Most people believe they are smarter than the criminals behind phishing e-mails, which is why so many fall easily into a trap and lose money, scientists, including one of Indian origin, have found.
A new study by H R Rao and colleagues from the University of Texas at San Antonio (UTSA) in the US examines overconfidence in detecting phishing e-mails.
“A big advantage for phishers is self efficacy. Many times, people think they know more than they actually do and are smarter than someone trying to pull off a scam via an e-mail,” said Rao.
However, phishing has continued to evolve with the Internet. Phishing e-mails often look like messages from companies ordinary people recognise and trust. “They are getting very good at mimicking the logos of popular companies,” Rao said. “In any of these situations, overconfidence is always a killer,” he said.
Rao’s study utilised an experimental survey that had subjects choose between the genuine and the sinister e-mails that he and his colleagues had created for the project. Afterward, the subjects explained why they made their choices, which allowed Rao to classify which type of overconfidence was playing a role in their decision-making processes.
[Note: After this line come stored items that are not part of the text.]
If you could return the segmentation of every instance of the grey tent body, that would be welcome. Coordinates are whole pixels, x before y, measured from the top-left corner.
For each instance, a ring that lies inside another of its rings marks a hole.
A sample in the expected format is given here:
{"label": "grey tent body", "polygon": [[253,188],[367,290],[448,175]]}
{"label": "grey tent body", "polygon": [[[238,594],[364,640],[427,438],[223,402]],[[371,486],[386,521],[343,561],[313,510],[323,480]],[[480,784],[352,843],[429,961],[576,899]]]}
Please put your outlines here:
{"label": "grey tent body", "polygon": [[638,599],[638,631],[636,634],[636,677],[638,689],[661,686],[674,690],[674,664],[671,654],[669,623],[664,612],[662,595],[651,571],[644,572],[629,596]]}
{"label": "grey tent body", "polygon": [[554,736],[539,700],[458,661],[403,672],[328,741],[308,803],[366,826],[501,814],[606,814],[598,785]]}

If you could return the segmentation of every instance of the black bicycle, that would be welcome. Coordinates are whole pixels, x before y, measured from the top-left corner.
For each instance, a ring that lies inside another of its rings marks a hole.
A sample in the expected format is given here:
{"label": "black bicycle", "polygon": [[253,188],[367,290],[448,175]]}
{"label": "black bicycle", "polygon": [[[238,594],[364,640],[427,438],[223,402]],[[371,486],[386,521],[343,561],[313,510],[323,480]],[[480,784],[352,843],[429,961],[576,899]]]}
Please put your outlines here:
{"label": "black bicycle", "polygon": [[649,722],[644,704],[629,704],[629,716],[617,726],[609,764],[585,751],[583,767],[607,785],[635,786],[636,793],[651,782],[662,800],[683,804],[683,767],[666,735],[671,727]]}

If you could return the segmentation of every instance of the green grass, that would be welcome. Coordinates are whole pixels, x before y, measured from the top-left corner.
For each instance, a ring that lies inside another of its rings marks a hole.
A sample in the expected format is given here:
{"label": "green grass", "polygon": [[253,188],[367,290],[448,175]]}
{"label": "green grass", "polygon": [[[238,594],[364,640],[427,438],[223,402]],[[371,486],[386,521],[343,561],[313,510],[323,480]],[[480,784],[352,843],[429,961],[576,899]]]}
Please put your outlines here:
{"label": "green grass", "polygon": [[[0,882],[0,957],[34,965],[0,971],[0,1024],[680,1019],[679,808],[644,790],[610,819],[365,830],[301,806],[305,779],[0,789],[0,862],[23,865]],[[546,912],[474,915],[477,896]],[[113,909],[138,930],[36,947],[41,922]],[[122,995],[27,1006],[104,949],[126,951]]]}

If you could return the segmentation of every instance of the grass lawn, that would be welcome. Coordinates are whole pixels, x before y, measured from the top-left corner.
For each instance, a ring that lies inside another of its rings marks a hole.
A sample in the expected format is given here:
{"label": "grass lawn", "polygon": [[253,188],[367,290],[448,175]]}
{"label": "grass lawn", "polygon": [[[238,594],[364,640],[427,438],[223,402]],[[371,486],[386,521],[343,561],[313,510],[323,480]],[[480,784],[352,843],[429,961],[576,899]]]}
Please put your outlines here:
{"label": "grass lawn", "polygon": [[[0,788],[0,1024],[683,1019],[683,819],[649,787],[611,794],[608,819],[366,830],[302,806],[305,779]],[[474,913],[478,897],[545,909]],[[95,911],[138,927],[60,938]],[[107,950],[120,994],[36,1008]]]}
“Our study’s focus on different types of over-confidence is unique and allows us to understand why certain tactics appeal to different people,” Rao said. “It helps us to figure out ways to teach people to guard against these kinds of methods,” he said.
According to Rao, people will continue to be victimised by phishing scams until the public becomes better educated and, subsequently, less overconfident. He suggested citizen workshops or even an online game that would inform people of the newer every day dangers of the Internet.
“Thousands of e-mails are sent out every day with the aim of harming someone or gaining access to their financial information. Avoiding that kind of damage is entirely in our own hands,” Rao said.
The study appears in the Journal of the Association for Information Systems.